8.The effects of sufentanil and remifentanil in the isolated perfused rat kidney
S. Tuncer, H. Barışkaner, A. Yosunkaya, M. Kılıç, N. Doğan, Ş. Otelcioğlu
PMID: 15152536  Pages 56 - 61
In this study, the effects of indomethacin (prostaglandin synthase inhibitor), propranolol (beta adrenergic receptors blocker), tetraethylammonium (TEA) (calcium-dependent potassium channel blocker) and glibenclamide (ATP-sensitive potassium channel blocker), NG nitro-L-arginine (NO synthetase inhibitor) and naloxane (nonselective opioid receptor antagonists) on the responses induced by sufentanil and remifentanil were investigated in the isolated perfused rat kidney.
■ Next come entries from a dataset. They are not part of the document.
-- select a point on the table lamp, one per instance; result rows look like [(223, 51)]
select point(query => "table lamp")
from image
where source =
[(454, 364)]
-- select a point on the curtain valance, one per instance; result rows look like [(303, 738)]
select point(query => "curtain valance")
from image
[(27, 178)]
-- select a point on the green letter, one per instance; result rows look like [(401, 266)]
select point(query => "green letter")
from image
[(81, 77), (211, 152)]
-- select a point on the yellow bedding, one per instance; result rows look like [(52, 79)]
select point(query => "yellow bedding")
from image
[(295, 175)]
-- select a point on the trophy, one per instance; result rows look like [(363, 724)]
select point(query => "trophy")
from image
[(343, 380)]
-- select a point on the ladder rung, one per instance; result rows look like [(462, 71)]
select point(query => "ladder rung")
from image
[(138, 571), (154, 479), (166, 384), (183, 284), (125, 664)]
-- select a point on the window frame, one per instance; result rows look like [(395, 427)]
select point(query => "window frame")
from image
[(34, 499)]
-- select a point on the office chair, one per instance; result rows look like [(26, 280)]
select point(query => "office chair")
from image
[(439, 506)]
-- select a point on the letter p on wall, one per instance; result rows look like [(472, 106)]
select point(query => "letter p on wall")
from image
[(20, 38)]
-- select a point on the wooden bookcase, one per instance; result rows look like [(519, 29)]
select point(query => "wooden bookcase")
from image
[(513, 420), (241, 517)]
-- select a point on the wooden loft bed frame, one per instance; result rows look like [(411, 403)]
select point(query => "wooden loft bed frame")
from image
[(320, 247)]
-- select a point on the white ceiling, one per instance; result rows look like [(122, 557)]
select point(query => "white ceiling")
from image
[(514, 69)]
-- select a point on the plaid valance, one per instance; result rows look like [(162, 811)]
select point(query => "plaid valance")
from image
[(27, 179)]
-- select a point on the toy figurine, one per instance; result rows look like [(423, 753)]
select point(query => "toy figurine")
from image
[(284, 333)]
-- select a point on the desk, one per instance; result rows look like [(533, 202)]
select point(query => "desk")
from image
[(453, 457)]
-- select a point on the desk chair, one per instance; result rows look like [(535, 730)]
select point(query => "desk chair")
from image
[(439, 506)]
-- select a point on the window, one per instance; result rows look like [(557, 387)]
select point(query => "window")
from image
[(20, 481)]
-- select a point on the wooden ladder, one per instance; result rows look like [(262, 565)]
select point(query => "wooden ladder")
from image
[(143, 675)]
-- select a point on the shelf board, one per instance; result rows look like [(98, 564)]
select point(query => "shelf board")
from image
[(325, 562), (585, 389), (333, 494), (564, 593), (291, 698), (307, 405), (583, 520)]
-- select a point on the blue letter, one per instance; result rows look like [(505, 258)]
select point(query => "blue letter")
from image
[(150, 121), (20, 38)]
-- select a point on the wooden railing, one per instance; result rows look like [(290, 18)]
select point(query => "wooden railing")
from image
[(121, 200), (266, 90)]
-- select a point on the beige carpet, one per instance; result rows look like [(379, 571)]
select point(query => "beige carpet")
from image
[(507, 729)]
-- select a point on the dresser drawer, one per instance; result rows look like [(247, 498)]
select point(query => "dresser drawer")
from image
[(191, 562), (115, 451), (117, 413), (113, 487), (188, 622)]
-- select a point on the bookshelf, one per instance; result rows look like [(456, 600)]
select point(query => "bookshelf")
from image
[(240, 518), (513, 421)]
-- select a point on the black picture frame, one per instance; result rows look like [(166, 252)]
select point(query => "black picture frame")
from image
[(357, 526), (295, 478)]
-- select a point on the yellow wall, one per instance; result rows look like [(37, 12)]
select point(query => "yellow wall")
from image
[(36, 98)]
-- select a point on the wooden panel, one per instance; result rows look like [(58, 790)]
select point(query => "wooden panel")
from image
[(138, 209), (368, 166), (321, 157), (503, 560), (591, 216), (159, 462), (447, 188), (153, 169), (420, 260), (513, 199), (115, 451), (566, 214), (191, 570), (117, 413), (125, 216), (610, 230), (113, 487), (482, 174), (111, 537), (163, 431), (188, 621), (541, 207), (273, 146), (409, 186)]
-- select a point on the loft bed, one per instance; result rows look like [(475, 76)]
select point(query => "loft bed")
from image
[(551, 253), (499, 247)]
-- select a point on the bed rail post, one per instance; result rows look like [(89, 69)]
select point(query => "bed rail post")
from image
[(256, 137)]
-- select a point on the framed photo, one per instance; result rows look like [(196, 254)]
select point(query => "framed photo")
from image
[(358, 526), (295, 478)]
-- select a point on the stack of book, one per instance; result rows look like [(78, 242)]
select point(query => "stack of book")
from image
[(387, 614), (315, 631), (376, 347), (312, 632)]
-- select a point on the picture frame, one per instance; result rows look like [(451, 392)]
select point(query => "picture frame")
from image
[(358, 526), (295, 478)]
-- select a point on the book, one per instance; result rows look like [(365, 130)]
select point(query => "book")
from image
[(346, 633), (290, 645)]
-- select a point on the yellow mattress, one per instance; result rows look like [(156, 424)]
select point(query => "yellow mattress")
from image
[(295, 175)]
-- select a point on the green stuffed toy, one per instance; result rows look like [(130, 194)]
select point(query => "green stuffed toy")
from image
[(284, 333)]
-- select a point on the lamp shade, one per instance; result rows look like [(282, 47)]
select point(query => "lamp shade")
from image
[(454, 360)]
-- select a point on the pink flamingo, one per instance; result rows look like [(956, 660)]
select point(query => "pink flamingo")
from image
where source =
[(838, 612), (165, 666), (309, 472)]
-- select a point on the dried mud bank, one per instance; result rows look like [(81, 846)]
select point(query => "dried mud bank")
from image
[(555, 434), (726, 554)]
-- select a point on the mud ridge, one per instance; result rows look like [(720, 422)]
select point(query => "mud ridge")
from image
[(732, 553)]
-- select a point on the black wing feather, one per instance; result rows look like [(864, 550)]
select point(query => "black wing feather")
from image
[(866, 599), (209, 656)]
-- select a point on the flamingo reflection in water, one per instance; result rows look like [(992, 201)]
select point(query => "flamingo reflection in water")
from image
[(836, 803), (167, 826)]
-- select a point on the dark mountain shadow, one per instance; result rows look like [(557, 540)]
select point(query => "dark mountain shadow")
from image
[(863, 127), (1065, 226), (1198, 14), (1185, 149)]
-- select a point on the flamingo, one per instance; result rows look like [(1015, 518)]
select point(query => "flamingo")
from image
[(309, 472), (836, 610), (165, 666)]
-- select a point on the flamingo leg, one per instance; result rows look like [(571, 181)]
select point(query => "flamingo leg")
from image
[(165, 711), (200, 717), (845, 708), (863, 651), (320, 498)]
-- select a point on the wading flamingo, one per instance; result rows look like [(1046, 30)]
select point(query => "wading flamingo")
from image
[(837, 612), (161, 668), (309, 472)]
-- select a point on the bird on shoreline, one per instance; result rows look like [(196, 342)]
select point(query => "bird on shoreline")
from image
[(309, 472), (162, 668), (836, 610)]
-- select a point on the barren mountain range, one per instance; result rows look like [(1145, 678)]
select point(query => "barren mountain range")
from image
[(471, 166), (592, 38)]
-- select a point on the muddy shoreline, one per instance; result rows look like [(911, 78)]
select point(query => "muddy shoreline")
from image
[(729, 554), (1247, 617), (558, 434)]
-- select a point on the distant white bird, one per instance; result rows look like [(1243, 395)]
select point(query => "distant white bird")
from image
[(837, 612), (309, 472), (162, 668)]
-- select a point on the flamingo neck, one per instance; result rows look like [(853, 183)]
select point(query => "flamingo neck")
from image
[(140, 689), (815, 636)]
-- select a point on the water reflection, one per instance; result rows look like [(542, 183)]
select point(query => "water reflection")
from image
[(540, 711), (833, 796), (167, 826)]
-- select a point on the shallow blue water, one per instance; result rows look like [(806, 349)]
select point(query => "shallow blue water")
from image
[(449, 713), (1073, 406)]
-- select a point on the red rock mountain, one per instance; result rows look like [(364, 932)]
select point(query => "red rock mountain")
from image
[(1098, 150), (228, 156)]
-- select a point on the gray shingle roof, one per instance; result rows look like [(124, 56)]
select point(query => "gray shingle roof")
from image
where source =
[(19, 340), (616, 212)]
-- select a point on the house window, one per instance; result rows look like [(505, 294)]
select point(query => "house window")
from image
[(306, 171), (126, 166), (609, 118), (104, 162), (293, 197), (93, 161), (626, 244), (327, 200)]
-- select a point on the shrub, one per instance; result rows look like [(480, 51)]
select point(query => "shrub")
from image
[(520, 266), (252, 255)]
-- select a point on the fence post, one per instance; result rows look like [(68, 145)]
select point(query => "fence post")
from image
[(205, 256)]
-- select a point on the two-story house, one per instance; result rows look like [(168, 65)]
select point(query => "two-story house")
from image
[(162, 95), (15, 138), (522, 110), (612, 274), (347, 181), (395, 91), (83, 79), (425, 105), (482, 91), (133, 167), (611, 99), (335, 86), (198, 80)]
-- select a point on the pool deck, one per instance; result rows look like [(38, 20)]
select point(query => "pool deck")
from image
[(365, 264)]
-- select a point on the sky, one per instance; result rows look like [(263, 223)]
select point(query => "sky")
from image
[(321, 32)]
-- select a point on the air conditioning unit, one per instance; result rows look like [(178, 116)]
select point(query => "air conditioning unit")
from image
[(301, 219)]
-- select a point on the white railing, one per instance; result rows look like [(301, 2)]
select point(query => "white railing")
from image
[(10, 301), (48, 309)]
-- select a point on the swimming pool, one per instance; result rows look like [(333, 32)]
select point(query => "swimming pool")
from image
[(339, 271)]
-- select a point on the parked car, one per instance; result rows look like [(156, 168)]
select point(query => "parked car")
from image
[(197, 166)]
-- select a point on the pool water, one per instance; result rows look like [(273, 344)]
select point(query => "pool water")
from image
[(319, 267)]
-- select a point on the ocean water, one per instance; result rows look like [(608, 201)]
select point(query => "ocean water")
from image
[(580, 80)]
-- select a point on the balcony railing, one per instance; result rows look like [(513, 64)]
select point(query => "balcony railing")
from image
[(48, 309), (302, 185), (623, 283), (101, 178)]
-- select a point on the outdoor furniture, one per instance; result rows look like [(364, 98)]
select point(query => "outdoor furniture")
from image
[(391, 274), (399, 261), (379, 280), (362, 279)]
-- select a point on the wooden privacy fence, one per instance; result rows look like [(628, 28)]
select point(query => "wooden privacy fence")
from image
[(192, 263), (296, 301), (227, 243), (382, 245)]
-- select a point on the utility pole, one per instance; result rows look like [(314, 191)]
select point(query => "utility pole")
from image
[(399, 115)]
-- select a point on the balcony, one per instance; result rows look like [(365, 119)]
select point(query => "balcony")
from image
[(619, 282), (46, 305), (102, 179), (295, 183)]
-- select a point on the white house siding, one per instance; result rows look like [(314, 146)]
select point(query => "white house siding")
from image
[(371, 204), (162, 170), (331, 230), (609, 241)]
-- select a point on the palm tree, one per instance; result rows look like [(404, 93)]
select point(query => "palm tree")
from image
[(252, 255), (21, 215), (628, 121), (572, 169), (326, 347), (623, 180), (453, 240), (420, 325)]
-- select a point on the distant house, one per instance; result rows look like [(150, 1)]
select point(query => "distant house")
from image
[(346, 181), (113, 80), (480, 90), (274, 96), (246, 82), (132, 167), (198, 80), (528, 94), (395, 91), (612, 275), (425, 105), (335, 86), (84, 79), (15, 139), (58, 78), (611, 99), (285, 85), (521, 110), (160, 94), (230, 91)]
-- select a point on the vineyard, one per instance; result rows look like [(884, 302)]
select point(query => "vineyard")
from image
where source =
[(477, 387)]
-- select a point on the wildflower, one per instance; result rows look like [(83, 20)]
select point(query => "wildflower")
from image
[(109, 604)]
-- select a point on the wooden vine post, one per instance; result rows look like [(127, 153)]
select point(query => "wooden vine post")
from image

Renal arter was cannulated. Then the kidney was perfused continueously with warmed (37 °C) and aerated (95 % O2 and 5 % CO2). Krebs Henselieit solution by using a peristaltic pump delivering a constat flow (8-10 ml/min). Vascular responses were detected as changes in perfussion pressure, which was monitored continuously with a pressure transuder and recorded on polygraph. After phenilephrine (PE)-induced vasoconstriction had reached a platoe, sufentanil or remifentanil were given. Vasodilatation was recorded. Antagonists or inhibitors were added and responses were recorded. At the end of each experiment; papaverine was used to obtain the maximum dilatation. None of the used antagonists or inhibitors were not effected the submaximum PE construction. The used opioids were not alter in basal perfusion pressure. Antagonists or inhibitors had no effect on papaverine-induced dilatation. Bolus addition of sufentanil and remifentanil produced concentration dependent vasodilation. Indomethacine L-NAME, propranolol, naloxone and glibenclamide did not significantly alter responses of both of the opioids (p>0.05). But, sufentanil and remifentanil induced dilatation were significantly affected by TEA (p<0.05). The present results demonstrated that sufentanil and remifentanil decrease perfusion pressure in the isolated rat kidney and such mechanism may involve the calcium actived K+ channels activation.